Personal information
- Full name: Reda Majji
- Date of birth: 12 June 2001 (age 25)
- Place of birth: Casablanca, Morocco
- Height: 1.73 m (5 ft 8 in)
- Position: Right winger

Team information
- Current team: Duhok
- Number: 7

Youth career
- 2019–2021: Chabab Mohammédia
- 2021–2022: Raja CA

Senior career*
- Years: Team / Apps / (Gls)
- 2022–2023: Racing
- 2023–2025: DHJ /  / (6)
- 2025–2026: Al-Minaa
- 2026–: Duhok

= Reda Majji =

Moroccan footballer (born 2001)

Reda Majji (born 12 June 2001) is a Moroccan professional footballer who plays as a right winger for Iraq Stars League club Duhok.

==Career==
Majji started playing at the SCC Mohammédia Academy and then moved to Raja CA, and on 13 September 2022, he moved to Racing de Casablanca. After one season, he moved to Difaâ Hassani El Jadidi, and on 29 September 2023, he scored two goals against COD Meknès in a match that his team won 4–2. On 6 November 2023, he scored the winning goal for his team against Jeunesse Ben Guerir after an individual effort in a match that ended with a score of 2–1. On 30 March 2024, he scored his team's only goal in a 2–1 defeat against Olympique Club de Khouribga. On 22 October 2024, he scored the only winning goal for his team against MA Tétouan. On 9 May 2025, he scored a goal for his team against Raja CA in a match that his team lost 3–2.

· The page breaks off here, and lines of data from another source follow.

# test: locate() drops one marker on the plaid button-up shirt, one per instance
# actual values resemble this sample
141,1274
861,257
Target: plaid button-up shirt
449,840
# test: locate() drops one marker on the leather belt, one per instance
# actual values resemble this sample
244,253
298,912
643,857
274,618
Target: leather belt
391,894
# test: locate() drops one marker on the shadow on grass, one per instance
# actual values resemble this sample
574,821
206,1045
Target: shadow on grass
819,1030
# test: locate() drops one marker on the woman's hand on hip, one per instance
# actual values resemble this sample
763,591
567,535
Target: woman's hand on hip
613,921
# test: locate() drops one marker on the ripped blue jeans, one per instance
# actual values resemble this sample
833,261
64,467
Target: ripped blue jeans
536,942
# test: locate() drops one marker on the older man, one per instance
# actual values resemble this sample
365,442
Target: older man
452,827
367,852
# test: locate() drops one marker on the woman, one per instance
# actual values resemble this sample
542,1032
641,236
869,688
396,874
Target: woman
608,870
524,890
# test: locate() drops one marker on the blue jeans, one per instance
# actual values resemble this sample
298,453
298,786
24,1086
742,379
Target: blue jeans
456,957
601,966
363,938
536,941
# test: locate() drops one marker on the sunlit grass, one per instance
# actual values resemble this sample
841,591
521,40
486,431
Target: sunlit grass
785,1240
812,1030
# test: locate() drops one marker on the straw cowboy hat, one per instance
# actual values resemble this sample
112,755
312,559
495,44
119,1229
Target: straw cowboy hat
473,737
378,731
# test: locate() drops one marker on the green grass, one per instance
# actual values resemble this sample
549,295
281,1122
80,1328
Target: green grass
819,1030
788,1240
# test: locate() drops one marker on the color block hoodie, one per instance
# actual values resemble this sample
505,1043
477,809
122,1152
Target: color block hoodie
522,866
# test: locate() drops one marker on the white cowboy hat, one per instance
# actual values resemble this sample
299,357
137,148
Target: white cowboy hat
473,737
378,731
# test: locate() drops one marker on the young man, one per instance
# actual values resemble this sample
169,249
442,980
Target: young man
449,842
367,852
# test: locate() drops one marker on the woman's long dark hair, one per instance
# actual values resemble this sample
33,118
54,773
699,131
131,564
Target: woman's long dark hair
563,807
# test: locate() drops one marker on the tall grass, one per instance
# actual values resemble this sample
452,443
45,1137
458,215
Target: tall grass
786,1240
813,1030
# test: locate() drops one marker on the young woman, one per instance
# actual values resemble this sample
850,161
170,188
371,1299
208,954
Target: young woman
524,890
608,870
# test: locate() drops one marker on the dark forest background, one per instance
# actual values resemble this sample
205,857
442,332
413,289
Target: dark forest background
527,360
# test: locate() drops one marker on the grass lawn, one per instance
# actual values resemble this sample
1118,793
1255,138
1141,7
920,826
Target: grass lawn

On 31 July 2025, he moved to Iraq and signed a contract with Al-Minaa, which plays in the Iraq Stars League. On 14 September, he made his debut for the team in a league match against Naft Maysan, which won 3–1, and in which he scored his first goal. At the end of the season, Al-Minaa terminated his contract. In July 2026, he moved to Duhok.